The French luxury group LVMH recorded a revenue of 19.08 billion euros in the third quarter, missing market estimates of 19.94 billion euros. Under the leadership of billionaire Bernard Arnault, revenue declined organically by 3 percent year-over-year, compared to the expected 0.9 percent growth.
The core segment of fashion and leather goods, including renowned brands like Louis Vuitton and Dior, generated a revenue of 9.15 billion euros. This is significantly below the projected 9.67 billion euros and highlights the challenges faced by the sector.
The main reason for the decline in sales is the weaker growth in Japan, where a stronger yen significantly dampened the demand for luxury goods. While Japan was considered a growth market for LVMH in the last reporting season, the exchange rate changes and resulting price increase contributed to the slowdown.
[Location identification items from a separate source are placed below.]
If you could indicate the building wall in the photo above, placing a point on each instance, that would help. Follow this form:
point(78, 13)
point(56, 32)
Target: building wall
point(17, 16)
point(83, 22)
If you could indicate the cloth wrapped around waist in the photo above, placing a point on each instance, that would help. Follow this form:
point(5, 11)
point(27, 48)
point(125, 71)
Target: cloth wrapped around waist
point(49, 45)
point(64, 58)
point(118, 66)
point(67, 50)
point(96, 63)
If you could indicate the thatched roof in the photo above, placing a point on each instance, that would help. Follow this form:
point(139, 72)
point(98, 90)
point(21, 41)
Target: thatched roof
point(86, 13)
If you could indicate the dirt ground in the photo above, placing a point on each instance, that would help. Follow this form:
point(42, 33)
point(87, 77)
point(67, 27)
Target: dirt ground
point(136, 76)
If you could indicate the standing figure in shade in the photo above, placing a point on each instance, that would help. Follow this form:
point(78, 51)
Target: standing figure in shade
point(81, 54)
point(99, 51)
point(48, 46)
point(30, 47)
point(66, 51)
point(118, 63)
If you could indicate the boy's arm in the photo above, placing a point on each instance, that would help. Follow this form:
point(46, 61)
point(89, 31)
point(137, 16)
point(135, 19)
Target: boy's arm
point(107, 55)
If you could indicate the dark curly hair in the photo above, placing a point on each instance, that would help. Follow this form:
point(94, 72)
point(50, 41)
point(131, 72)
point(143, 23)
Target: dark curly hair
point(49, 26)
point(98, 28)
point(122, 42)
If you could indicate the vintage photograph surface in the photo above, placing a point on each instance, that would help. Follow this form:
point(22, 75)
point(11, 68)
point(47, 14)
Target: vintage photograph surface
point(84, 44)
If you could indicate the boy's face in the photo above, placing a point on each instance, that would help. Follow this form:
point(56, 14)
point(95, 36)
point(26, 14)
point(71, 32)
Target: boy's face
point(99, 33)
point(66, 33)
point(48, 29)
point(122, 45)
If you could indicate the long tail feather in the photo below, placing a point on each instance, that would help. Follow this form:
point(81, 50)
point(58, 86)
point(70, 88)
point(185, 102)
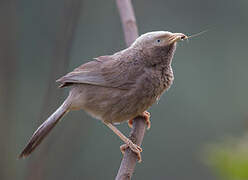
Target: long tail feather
point(44, 129)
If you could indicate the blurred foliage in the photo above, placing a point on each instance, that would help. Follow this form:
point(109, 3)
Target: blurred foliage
point(207, 100)
point(230, 158)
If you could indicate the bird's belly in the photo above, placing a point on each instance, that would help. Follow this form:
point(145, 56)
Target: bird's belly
point(110, 104)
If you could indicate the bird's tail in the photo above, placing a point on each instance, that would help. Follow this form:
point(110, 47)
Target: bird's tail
point(44, 129)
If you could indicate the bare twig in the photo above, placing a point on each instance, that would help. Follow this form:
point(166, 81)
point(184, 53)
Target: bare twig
point(137, 134)
point(128, 20)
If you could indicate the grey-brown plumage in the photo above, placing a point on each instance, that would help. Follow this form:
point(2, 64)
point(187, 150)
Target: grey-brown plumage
point(118, 87)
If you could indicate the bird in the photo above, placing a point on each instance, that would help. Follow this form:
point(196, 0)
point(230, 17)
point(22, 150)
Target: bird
point(117, 88)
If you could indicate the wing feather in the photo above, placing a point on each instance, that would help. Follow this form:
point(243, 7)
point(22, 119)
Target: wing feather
point(103, 71)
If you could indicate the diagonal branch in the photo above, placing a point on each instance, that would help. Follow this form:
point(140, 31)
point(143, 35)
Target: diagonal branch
point(137, 134)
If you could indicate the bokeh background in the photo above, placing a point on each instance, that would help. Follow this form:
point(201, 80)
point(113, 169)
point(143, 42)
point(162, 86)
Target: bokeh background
point(198, 127)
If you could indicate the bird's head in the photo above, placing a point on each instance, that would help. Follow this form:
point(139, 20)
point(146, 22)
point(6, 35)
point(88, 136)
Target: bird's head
point(159, 45)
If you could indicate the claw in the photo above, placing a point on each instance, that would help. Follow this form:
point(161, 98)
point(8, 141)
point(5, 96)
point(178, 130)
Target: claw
point(146, 115)
point(134, 147)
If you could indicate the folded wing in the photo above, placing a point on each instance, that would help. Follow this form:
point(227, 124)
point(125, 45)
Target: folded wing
point(104, 71)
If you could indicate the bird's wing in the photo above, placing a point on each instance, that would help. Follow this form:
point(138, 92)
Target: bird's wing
point(104, 71)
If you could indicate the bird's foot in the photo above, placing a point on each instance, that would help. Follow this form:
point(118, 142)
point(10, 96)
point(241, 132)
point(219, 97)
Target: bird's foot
point(146, 115)
point(134, 147)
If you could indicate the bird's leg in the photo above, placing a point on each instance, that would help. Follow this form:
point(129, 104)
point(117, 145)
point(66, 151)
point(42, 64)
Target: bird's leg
point(128, 143)
point(146, 115)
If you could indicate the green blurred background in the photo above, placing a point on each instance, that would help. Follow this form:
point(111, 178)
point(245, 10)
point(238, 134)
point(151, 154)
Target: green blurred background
point(42, 40)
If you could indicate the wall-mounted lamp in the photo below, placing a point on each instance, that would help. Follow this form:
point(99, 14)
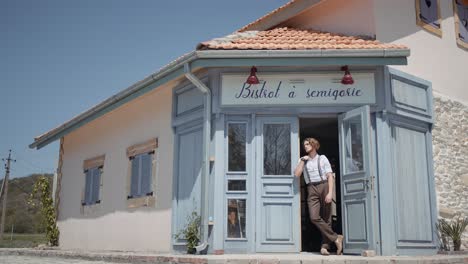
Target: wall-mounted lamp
point(347, 78)
point(253, 76)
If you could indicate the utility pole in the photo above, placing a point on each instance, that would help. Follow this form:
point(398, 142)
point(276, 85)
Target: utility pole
point(4, 192)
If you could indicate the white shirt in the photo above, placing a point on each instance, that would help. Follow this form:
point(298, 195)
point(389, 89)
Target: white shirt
point(312, 168)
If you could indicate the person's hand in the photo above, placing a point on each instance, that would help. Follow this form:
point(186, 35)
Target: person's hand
point(328, 198)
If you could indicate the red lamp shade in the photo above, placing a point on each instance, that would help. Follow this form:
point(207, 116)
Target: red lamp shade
point(347, 78)
point(253, 76)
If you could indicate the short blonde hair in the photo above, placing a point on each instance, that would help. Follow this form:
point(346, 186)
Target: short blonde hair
point(313, 142)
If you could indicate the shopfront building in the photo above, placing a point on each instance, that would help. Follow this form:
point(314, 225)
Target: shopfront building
point(376, 134)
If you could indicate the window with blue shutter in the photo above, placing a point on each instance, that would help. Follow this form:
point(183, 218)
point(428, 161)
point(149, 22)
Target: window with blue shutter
point(140, 183)
point(462, 13)
point(429, 12)
point(92, 186)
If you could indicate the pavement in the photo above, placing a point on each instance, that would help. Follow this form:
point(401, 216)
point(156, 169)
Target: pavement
point(57, 256)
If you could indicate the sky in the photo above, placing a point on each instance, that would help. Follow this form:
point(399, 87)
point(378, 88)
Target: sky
point(58, 58)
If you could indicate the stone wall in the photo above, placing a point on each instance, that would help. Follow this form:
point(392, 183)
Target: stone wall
point(450, 143)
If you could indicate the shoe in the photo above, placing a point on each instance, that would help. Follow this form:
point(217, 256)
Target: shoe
point(339, 244)
point(324, 252)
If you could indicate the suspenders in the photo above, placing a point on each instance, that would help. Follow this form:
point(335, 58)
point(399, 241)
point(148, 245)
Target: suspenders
point(319, 168)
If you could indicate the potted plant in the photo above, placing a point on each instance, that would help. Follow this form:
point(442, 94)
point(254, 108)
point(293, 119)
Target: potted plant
point(191, 232)
point(454, 230)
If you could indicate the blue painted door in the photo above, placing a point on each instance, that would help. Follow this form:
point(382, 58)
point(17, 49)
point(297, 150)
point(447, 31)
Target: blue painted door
point(277, 205)
point(357, 185)
point(188, 181)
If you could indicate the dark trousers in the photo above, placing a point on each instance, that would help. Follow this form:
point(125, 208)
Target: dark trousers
point(320, 212)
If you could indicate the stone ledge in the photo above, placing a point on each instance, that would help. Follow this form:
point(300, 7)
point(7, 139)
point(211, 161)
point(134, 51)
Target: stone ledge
point(302, 258)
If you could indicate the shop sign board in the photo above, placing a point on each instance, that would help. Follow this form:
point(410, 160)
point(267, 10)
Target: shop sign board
point(297, 89)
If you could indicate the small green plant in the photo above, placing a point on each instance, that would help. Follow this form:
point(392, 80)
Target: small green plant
point(42, 186)
point(191, 232)
point(454, 230)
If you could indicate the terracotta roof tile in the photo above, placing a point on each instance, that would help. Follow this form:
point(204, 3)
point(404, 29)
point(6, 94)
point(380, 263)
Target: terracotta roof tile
point(291, 38)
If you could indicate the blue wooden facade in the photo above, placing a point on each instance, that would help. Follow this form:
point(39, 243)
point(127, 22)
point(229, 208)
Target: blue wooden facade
point(387, 205)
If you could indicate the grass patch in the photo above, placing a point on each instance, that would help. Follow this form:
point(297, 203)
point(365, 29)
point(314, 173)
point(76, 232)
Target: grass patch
point(22, 240)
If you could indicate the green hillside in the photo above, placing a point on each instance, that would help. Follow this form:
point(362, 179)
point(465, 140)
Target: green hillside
point(20, 216)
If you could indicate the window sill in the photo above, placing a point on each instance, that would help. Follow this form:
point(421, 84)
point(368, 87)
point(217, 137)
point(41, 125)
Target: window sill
point(144, 201)
point(430, 28)
point(89, 209)
point(462, 44)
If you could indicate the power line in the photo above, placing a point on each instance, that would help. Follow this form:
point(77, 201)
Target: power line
point(4, 191)
point(33, 165)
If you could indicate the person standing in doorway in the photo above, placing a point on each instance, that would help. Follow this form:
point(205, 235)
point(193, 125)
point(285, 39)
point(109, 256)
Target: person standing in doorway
point(318, 176)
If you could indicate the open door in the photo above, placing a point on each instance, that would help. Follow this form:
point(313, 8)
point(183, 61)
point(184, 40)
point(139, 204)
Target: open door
point(277, 220)
point(357, 184)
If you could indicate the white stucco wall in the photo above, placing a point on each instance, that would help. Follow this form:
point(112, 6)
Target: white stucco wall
point(113, 225)
point(345, 17)
point(434, 58)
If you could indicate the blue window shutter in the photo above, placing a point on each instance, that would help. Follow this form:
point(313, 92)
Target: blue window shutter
point(88, 182)
point(135, 175)
point(428, 12)
point(146, 168)
point(96, 184)
point(463, 21)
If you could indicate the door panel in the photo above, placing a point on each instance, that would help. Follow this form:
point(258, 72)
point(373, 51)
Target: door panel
point(277, 225)
point(188, 190)
point(357, 182)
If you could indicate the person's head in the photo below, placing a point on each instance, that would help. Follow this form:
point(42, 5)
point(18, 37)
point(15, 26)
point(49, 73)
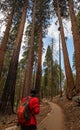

Global trends show a declining demand for luxury goods, with demand in traditional markets like China and Europe decreasing. Last year, LVMH still benefited from Chinese consumers' willingness to take advantage of cheaper prices abroad. This dynamic has now reversed as the purchasing power is limited by a stronger yen.
Analysts from JP Morgan also see further challenges: Price increases of luxury brands in Japan could limit the previous growth momentum. “The combination of increased prices and a stronger yen is expected to further dampen demand in Japan,” said Timo Emden of Emden Research.
Despite the disappointing quarterly figures, LVMH remains a significant player in the global luxury market. The company's ability to adapt to changing market conditions and identify new growth opportunities will be crucial for future development.